Cardinot constroi, assim, uma imagem simbolicamente poderosa, decorada com fortes elementos da tradição cultural brasileira, como o patriarcalismo, cujos princípios estão assentados no autoritarismo, no racismo, na vigilância, na punição e nos estereótipos da mulher, do negro e do pobre, como seres sem caráter, inferiores, carentes de direção e comando.

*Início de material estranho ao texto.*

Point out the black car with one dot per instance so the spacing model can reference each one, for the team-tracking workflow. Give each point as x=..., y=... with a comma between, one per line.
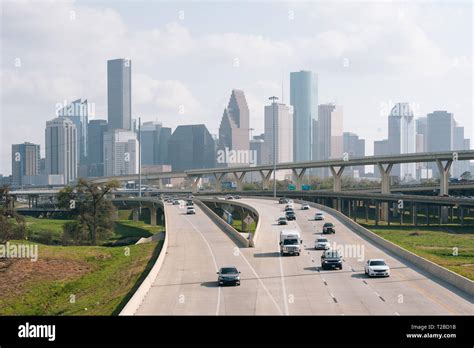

O radialista, além de repórter, é o apresentador do programa que leva o seu próprio nome (Programa Cardinot) e, nessa função, ele exibe também suas marcas identitárias, quais sejam: voz gutural, parecendo espremida na garganta, dando a sensação de um certo esforço para falar; o timbre predominante durante a locução é uma combinação de médios e agudos, ficando os tons graves minimizados em função do modo “gritado” de falar, com a intenção de produzir um sentido de indignação e revolta, revelando, ainda, expressão de seriedade, macheza, destemor e valentia ou brabeza – expressão talvez mais apropriada e sobejamente demonstrada, durante o programa, por meio de gestos agressivos como murros na mesa (nitidamente percebidos pelo ouvinte), principalmente, no final do programa, seguidos da frase, em tom raivoso, “acabou esta porcaria!”; os comentários opinativos sobre qualquer tema, política, religião, esportes, cultura, comportamento etc., além de segurança, feitos de improviso, também são típicos do comunicador, servindo- se, constantemente, de expressões chulas, de palavrões e de uma linguagem pontuada por ironias, deboches e galhofas que, auxiliada por músicas , caracteriza os momentos de descontração do programa, momentos da mais exacerbada violência simbólica, conforme será demonstrado melhor mais adiante.

Josley Cardinot, além do seu programa na Rádio Clube, chegou a assinar por dezoito meses uma coluna policial no jornal Folha de Pernambuco (conhecido por priorizar a cobertura de notícias sobre violência, com farta ilustração fotográfica) e, atualmente, apresenta na TV Guararapes do Recife, canal 9, os programas Pernambuco Urgente – a versão televisiva do seu programa policial radiofônico, exibido de segunda à sexta-feira no início da tarde, e o S.O.S. Cardinot, apresentado aos sábados pela manhã com um resumo dos “melhores momentos” da semana do Pernambuco Urgente.